Anyhow, you will notice the factory really jumped around A LOT on jetting these bikes. It may have been based on emissions standards at the time and the country the bike was built to for export standards, or maybe the engineers were just trying to make the bike run more consistently good or make more power.
1976 GS750: 105 main / 5F21-3 needle jet / P-1 jet needle / 22.5 pilot jet / 1.25 turns pilot screw
1977 GS750B: 105 main / 5F21-3 neede jet / P-1 jet needle / 22.5 pilot jet / 2 turns pilot screw
1977 GS750: 97.5 main / 5F21-3 jet needle / O-6 needle jet / 27.5 pilot jet / 1.75 turns pilot screw
78-79 GS750: 100 main / 5F21-3 needle jet / O-6 jet needle / 15 pilot jet / ?? turns pilot screw
197? GS750: 105 main / ??????? needle jet / ??? jet needle / 15 pilot jet / ??? turns pilot screw
1979 GS850: 102.5 main / 5DL36-2 needle jet / 0-6 jet needle / 15 pilot jet / 1.2 turns pilot screw
77-79 GS1000: 95 main / 5DL36-3 needle jet / O-2 jet needle / 15 pilot jet / "preset pilot screw"

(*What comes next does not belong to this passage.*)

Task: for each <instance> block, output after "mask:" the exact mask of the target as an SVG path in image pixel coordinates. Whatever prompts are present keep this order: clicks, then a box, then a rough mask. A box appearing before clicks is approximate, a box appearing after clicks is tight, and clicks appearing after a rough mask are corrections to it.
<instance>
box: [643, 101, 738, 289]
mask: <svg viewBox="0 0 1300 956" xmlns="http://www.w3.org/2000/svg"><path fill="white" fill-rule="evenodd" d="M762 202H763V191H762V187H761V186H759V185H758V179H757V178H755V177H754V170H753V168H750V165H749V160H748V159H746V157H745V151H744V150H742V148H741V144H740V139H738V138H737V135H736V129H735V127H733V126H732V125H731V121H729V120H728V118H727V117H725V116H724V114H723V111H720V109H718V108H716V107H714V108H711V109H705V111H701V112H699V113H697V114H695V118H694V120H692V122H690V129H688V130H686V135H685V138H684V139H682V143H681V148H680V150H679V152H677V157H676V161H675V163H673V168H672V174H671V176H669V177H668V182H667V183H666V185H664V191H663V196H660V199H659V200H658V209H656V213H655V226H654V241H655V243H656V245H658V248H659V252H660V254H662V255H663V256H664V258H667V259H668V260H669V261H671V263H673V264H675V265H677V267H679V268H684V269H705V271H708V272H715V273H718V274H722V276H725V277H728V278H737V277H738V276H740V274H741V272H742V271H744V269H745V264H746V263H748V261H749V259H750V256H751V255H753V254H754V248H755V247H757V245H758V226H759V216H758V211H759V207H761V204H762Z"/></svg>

77-79 GS1000: 95 main / 5DL36-3 needle jet / O-4 jet needle / 15 pilot jet / "preset pilot screw"
Anyone have any theories or actual experience with what jets, particularly the pilot jets, will be ideal for good performance? One member here with a 78 GS750 got a spare set of 77 carbs and said that the carbs were actually QUITE DIFFERENT from the 78-79 VM26's. Interesting!
I'm going with a pair of Dual Oval K&N open element filters that have one large oval plenum and filter shared by one inside and one outside carb, thinking that it will eliminate some of the typical pod tuning inconsistencies. I have a 4-1 with very minimal baffle (straight through a perforated/unpacked inner core), and the bike has an unknown size of overbore pistons (gets tricky here, bigger displacement with same carb venturi size needs smaller mains due to more fuel being siphoned due to the higher velocity of a greater amount of air moving through the same size carb).